Arap Baharı'nın tek başarı örneği kabul edilen Tunus, aradan geçen yaklaşık 10 yılda yönetimin sandık aracılığıyla değiştiği, ifade özgürlüğü, kişisel hak ve hürriyetlerin genişlediği, emekleyen bir demokrasi örneğine kavuştu.
Arap Baharı'nı kendi yönetimi için bir tehdit olarak algılayan, bugüne kadar Mısır'ı darbeyle dizayn etmeye çalışan ve bölge ülkelerinde karşı devrim güçlerini destekleyen BAE ise Libya'da desteklediği Halife Hafter'in ülkenin meşru yönetimi karşısında kayıplar yaşaması üzerine ilgisini Tunus'a çevirdi.
Uzmanlar, bu dönemde Mısır, Suudi Arabistan ve BAE'ye ait medya organlarının özellikle Nahda Hareketi lideri ve Tunus Meclis Başkanı Raşid el-Gannuşi'ye karşı başlattığı karalama kampanyasının Libya'daki başarısız müdahaleyi örtbas etmek amaçlı olduğunu dile getiriyor.

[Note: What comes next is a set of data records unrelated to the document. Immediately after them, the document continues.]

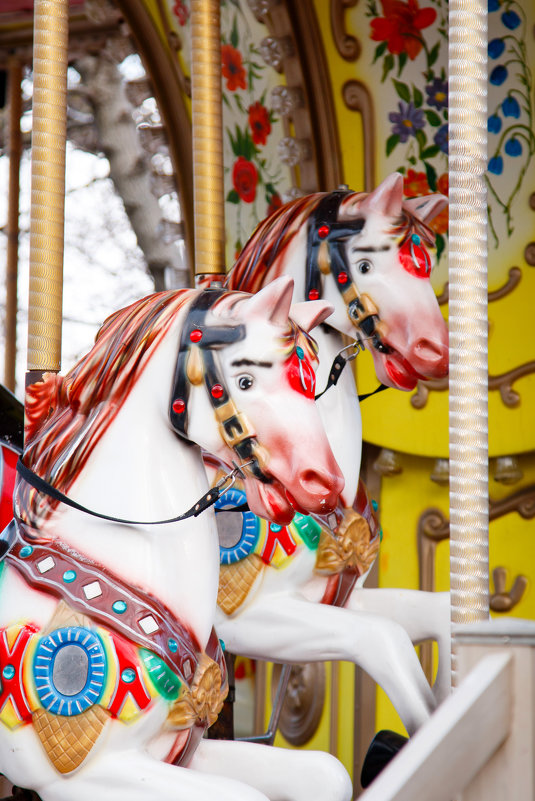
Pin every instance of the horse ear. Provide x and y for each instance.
(427, 207)
(272, 301)
(311, 313)
(386, 198)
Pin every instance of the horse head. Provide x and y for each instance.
(375, 258)
(249, 363)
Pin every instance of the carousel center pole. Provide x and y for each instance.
(47, 187)
(207, 126)
(468, 414)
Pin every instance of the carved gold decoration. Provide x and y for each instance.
(502, 600)
(350, 547)
(387, 463)
(203, 701)
(357, 98)
(235, 582)
(303, 704)
(441, 472)
(348, 46)
(529, 254)
(434, 526)
(503, 383)
(68, 740)
(507, 470)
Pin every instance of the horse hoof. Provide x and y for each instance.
(384, 747)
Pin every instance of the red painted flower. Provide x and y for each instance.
(181, 11)
(233, 69)
(245, 179)
(415, 184)
(259, 122)
(275, 203)
(401, 25)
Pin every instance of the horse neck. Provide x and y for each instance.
(140, 470)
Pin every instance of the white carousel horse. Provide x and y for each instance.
(366, 254)
(110, 670)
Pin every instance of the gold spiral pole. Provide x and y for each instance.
(208, 193)
(48, 187)
(468, 415)
(12, 261)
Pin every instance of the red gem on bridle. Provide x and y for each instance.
(414, 258)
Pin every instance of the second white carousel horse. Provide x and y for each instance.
(294, 594)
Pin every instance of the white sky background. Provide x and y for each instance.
(104, 269)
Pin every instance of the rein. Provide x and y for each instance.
(207, 500)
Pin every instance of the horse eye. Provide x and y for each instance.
(245, 381)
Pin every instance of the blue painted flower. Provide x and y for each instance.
(437, 93)
(496, 48)
(511, 107)
(494, 124)
(511, 20)
(407, 121)
(513, 147)
(498, 75)
(496, 165)
(441, 138)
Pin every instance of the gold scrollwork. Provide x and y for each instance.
(348, 46)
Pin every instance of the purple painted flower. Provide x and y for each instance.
(407, 121)
(496, 48)
(437, 93)
(498, 75)
(513, 147)
(441, 138)
(511, 107)
(496, 165)
(494, 124)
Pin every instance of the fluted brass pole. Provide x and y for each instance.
(208, 193)
(12, 263)
(48, 187)
(469, 502)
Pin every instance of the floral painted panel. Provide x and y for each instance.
(255, 178)
(404, 65)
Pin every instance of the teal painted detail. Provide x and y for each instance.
(165, 681)
(8, 672)
(128, 675)
(308, 529)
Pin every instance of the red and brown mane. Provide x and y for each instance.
(67, 416)
(260, 260)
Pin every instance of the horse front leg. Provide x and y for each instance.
(423, 615)
(281, 774)
(285, 628)
(133, 775)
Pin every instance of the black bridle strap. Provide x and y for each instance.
(38, 483)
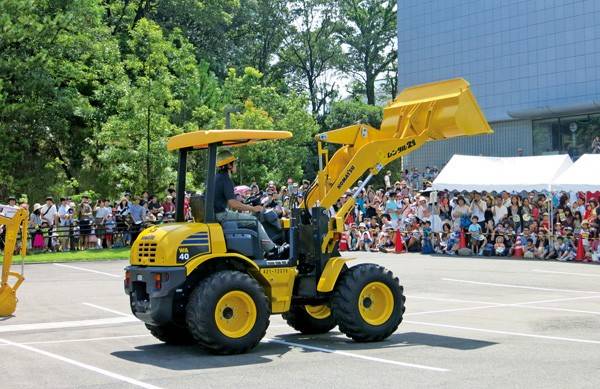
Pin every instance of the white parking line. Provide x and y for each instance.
(567, 273)
(82, 365)
(81, 340)
(455, 309)
(88, 270)
(66, 324)
(410, 296)
(352, 355)
(520, 286)
(576, 340)
(108, 310)
(525, 305)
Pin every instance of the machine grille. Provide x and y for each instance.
(146, 252)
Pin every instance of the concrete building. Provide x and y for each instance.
(533, 65)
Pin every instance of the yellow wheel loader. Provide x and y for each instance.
(13, 219)
(209, 283)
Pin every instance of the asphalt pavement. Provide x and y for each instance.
(469, 323)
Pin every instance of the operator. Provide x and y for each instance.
(226, 203)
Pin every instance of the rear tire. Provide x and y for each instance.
(319, 322)
(171, 334)
(368, 303)
(228, 313)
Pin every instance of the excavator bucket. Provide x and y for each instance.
(8, 300)
(13, 219)
(443, 109)
(435, 111)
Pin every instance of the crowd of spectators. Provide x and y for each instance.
(67, 225)
(400, 215)
(557, 226)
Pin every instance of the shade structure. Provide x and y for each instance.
(230, 138)
(513, 174)
(581, 176)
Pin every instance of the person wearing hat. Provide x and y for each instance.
(387, 179)
(12, 201)
(49, 211)
(35, 223)
(226, 204)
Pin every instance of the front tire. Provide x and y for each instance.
(368, 303)
(228, 313)
(171, 334)
(309, 319)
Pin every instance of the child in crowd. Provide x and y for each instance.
(478, 241)
(365, 239)
(499, 246)
(529, 250)
(567, 249)
(517, 248)
(385, 243)
(426, 242)
(110, 226)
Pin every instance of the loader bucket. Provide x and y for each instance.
(8, 295)
(444, 109)
(8, 301)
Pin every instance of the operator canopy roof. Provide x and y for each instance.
(230, 138)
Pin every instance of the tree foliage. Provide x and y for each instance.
(86, 85)
(311, 50)
(370, 36)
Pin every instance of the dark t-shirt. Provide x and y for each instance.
(223, 191)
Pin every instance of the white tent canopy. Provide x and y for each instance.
(583, 175)
(513, 174)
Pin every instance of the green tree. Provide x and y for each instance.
(347, 112)
(167, 90)
(370, 38)
(311, 50)
(61, 77)
(265, 109)
(256, 35)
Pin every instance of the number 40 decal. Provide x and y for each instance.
(183, 254)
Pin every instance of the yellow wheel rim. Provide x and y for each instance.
(235, 314)
(376, 303)
(318, 311)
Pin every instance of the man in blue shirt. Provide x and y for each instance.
(226, 203)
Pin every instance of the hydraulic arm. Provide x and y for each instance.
(435, 111)
(12, 218)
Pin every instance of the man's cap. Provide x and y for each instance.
(225, 157)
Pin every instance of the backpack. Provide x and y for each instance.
(464, 221)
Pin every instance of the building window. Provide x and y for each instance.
(573, 135)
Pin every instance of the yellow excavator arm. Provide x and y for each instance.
(13, 219)
(435, 111)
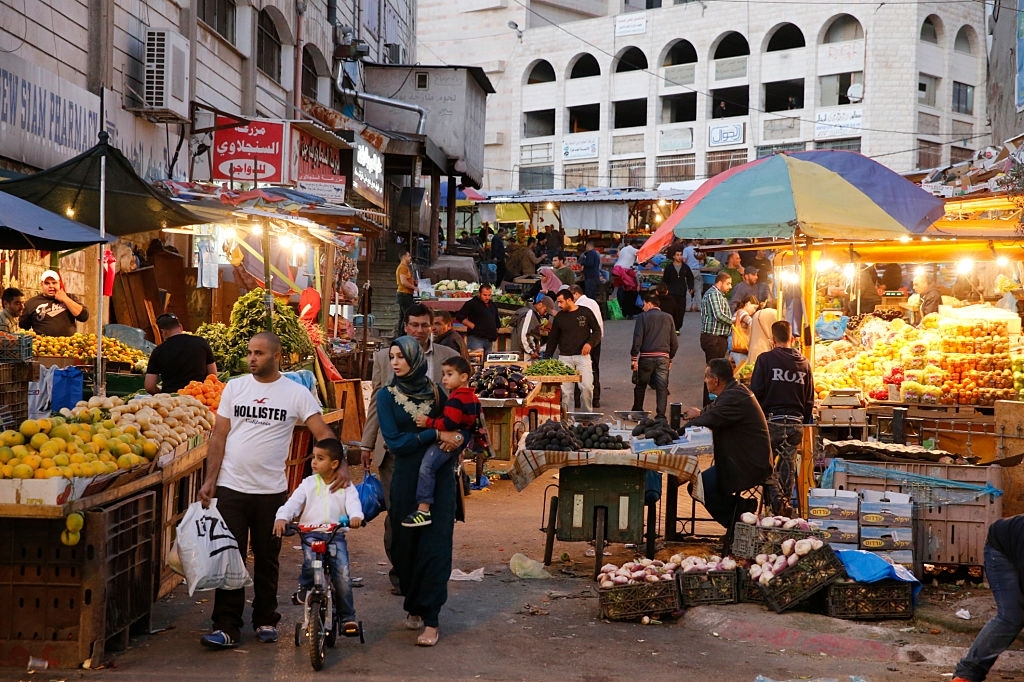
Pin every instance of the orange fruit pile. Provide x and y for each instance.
(207, 391)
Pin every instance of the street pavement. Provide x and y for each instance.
(504, 628)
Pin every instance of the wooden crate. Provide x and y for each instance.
(70, 604)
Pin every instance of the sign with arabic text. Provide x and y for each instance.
(316, 167)
(253, 152)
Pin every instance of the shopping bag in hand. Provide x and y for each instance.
(209, 554)
(371, 496)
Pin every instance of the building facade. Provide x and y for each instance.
(619, 96)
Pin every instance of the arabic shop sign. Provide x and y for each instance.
(316, 166)
(249, 152)
(368, 171)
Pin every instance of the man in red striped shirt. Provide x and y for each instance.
(460, 414)
(654, 344)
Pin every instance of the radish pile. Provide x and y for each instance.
(634, 572)
(783, 522)
(767, 566)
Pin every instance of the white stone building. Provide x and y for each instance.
(610, 95)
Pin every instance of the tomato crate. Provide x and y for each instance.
(713, 587)
(873, 601)
(749, 541)
(812, 573)
(628, 602)
(70, 604)
(748, 591)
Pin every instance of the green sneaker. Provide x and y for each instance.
(416, 519)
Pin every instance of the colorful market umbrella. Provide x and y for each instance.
(821, 195)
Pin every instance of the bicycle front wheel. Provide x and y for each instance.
(317, 643)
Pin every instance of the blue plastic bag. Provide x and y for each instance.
(371, 496)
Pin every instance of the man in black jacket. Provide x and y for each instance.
(479, 314)
(742, 450)
(573, 333)
(654, 344)
(784, 388)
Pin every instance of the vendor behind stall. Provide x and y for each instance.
(53, 311)
(179, 359)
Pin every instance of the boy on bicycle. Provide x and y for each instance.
(314, 504)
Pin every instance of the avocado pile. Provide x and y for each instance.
(552, 435)
(595, 436)
(503, 382)
(656, 429)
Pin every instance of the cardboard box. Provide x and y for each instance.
(825, 504)
(840, 531)
(882, 538)
(46, 492)
(885, 508)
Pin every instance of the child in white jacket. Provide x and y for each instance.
(314, 504)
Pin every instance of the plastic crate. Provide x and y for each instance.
(885, 599)
(749, 541)
(714, 587)
(748, 590)
(16, 351)
(812, 573)
(628, 602)
(949, 534)
(68, 604)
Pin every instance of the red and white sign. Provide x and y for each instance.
(316, 167)
(252, 152)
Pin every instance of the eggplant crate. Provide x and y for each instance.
(885, 599)
(813, 572)
(749, 541)
(628, 602)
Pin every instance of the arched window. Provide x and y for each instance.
(963, 42)
(682, 51)
(309, 76)
(785, 37)
(843, 28)
(632, 58)
(585, 67)
(268, 47)
(733, 44)
(542, 72)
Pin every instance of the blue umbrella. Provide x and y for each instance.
(25, 225)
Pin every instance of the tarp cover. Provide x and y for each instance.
(132, 205)
(596, 216)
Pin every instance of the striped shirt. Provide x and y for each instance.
(716, 317)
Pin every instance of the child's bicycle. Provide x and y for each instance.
(320, 615)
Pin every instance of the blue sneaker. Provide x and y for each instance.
(218, 639)
(266, 634)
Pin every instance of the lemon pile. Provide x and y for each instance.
(52, 448)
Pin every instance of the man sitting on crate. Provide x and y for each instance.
(742, 449)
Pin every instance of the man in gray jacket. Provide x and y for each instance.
(654, 344)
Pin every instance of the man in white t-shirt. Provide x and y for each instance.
(246, 472)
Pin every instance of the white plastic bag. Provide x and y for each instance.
(208, 551)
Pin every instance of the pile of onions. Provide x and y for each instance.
(634, 572)
(767, 566)
(783, 522)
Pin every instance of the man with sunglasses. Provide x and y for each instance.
(180, 358)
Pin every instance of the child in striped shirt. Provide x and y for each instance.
(461, 412)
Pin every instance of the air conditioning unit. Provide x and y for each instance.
(166, 87)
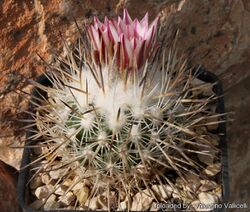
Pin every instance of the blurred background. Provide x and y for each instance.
(213, 33)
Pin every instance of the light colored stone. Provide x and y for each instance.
(196, 204)
(82, 194)
(207, 159)
(67, 199)
(208, 198)
(51, 203)
(142, 201)
(163, 192)
(212, 123)
(179, 182)
(55, 174)
(192, 186)
(36, 182)
(61, 189)
(207, 185)
(45, 178)
(107, 198)
(92, 203)
(37, 204)
(213, 169)
(42, 192)
(67, 182)
(78, 186)
(123, 205)
(218, 192)
(154, 207)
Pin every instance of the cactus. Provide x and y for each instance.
(122, 112)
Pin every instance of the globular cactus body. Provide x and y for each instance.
(118, 109)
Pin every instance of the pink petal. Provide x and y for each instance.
(114, 33)
(126, 17)
(105, 36)
(95, 37)
(144, 21)
(97, 23)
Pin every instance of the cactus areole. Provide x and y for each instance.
(123, 113)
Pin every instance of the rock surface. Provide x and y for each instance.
(8, 180)
(215, 33)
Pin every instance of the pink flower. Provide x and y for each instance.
(130, 41)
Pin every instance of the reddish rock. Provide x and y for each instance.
(213, 33)
(8, 181)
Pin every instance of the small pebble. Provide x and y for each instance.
(82, 194)
(37, 204)
(67, 199)
(42, 192)
(213, 169)
(207, 185)
(36, 182)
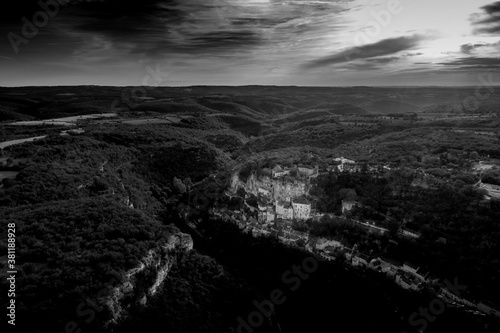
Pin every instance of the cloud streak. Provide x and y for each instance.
(382, 48)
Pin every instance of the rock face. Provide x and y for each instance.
(279, 188)
(155, 266)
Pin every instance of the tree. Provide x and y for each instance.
(179, 185)
(241, 192)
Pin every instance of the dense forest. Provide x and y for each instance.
(92, 205)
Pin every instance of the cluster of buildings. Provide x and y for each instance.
(302, 170)
(298, 208)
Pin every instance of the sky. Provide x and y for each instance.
(248, 42)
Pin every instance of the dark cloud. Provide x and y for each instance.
(479, 63)
(382, 48)
(488, 22)
(492, 8)
(226, 39)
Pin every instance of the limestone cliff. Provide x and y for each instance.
(153, 267)
(279, 189)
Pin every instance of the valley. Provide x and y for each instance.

- BAE'nin Tunus'taki seçimlere etkisi
Aslında BAE'nin Tunus'u dizayn çabalarının ilk emarelerini geçen yıl yapılan cumhurbaşkanlığı seçimlerinde görmek mümkün.
Tunus'ta yıl sonunda gerçekleşen cumhurbaşkanlığı seçimlerinin ikinci turu, eski rejim yanlısı medya patronu Nebil el-Karvi ve Anayasa Hukuku Profesörü Cumhurbaşkanı Kays Said arasında bir yarışa sahne oldu.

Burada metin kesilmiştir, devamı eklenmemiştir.